The cursory minute passed. We were all waiting for some more information that was not coming. Mad Jack was pacing the room, and it looked like he was about to leave before Ron stopped him.
“MJ?”
“I need some more transistors,” Mad Jack told him as if that explained everything.
“Okay, we all get that you want to put more power through the modulator. The
“
I had stopped watching
Ron tried Psych 101 on MJ. “The reason for increasing power to the frequency modulator that disrupts the thought patterns of the zombies is?”
“Nice…he phrased it as a question,” Gary said, smacking my arm to make sure that I was watching the riveting action.

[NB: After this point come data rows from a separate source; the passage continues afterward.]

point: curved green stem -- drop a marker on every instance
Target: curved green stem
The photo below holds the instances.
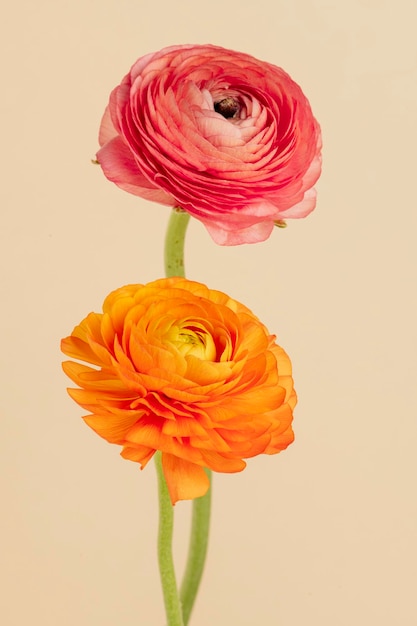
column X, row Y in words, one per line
column 197, row 552
column 166, row 563
column 174, row 243
column 179, row 606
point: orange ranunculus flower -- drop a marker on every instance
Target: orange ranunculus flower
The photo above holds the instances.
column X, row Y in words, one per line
column 184, row 369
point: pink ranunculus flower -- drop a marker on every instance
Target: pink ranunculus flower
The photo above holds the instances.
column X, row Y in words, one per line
column 230, row 139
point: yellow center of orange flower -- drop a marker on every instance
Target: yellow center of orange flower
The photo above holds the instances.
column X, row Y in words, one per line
column 192, row 338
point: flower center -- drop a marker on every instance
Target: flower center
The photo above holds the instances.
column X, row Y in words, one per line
column 193, row 339
column 228, row 107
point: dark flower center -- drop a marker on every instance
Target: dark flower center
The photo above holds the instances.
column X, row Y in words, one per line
column 228, row 107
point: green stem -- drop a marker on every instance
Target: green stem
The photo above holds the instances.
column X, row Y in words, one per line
column 166, row 563
column 177, row 614
column 174, row 243
column 196, row 553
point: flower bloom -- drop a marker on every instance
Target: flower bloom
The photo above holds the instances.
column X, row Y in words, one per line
column 186, row 370
column 228, row 138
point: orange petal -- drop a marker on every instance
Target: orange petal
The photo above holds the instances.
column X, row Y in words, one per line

“To drive the zombies back, thus obscuring our vial-laden exit from the armed guards,” Mad Jack retorted.
Now all of a sudden it was a riveting conversation. “That’s brilliant,” I said aloud.
“I know,” Mad Jack said.
“But you’re not thinking escape, are you, Mike?” Tracy asked.
“Where would we run to that she wouldn’t find us? Where could we run that was more secure? Where could we run that was as well supplied? Where—”
“I get it,” she lashed out.
“Plus I have someone waiting in a truck out there that I need to bring into the fold.”
“What? Who?” came the myriad of questions.
I quickly explained where I had discovered Azile and how I had rescued her. I somehow failed to tell them that she had driven the majority of the way back because she was better at it than me, it must have slipped my mind.
“You just left her out there?” Tracy accused me.
“You know, I wasn’t all that sure I was going to make it back here. I figured she was safer in the truck,” I said, defending myself.
“You need to go get her,” Tracy said.
“I know that, dear. But it’s not like I can just walk out the door and do that now, is it?”
“Don’t you get condescending with me.”
“Ooh look, the finger should be coming out any second,” BT said to Gary.
“I don’t know why you’re so smug,” Tracy said, turning her wrath to the big man. “You’re going out there to help him.”
“Me?” BT begged off. “I always have to pull his scrawny ass out of a scrape.”
“And that’s exactly why you and I are going with him.”
“Oh no,” BT and I said simultaneously.
“I’m used to saving his ass, I can’t be looking out for you, too,” BT shouted.